USM-CHU-FGuyon / BlendedICU

OMOP standardization pipeline for ICU databases
MIT License
30 stars 10 forks source link
amsterdamumcdb eicu hirid-dataset mimic-iii mimic-iv omop

Welcome to the BlendedICU code repository

This is the repository from Introducing the BlendedICU dataset, the first harmonized, international intensive care dataset

ResearchGate link

Abstract

Objective This study introduces the BlendedICU dataset, a massive dataset of international intensive care data.

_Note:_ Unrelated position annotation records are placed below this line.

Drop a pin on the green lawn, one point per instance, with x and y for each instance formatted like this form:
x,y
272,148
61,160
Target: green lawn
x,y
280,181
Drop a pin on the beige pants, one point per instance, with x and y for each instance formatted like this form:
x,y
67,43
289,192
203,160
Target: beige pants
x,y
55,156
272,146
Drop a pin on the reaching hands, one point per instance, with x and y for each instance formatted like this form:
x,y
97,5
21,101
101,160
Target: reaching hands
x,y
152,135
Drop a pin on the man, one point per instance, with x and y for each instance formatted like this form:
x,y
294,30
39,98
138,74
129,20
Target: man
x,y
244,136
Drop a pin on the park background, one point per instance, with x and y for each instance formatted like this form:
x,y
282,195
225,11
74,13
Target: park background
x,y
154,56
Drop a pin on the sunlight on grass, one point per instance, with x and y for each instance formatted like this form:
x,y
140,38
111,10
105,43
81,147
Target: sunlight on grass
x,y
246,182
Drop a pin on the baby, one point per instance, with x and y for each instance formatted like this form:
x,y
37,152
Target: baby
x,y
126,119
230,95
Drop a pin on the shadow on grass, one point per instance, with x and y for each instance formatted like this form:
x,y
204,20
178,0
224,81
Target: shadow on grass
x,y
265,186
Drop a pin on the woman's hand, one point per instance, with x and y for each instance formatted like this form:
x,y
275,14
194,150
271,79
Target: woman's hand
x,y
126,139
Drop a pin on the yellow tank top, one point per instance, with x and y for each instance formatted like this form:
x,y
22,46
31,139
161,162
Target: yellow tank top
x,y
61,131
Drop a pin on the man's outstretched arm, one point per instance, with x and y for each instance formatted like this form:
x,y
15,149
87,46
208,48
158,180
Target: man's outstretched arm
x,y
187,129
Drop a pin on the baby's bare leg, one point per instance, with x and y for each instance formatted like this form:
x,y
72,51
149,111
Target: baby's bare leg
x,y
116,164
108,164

This dataset aims to facilitate generalizability studies of machine learning models, as well as statistical studies of clinical practices in the intensive care units.

Methods Four publicly available and patient-level intensive care databases were used as source databases. A unique and customizable preprocessing pipeline extracted clinically relevant patient-related variables from each source database. Variables were then harmonized and standardized to the Observational Medical Outcomes Partnership (OMOP) Common Data Format. Finally, a brief comparison was carried out to explore differences in the source databases.

Results The BlendedICU dataset features 41 timeseries variables as well as the exposure times to 113 active ingredients extracted from the AmsterdamUMCdb, eICU, HiRID, and MIMIC-IV databases. This resulted in a database of more than 309000 intensive care admissions, spanning over 13 years and three countries. We found that data collection, drug exposure, and patient outcomes varied strongly between source databases.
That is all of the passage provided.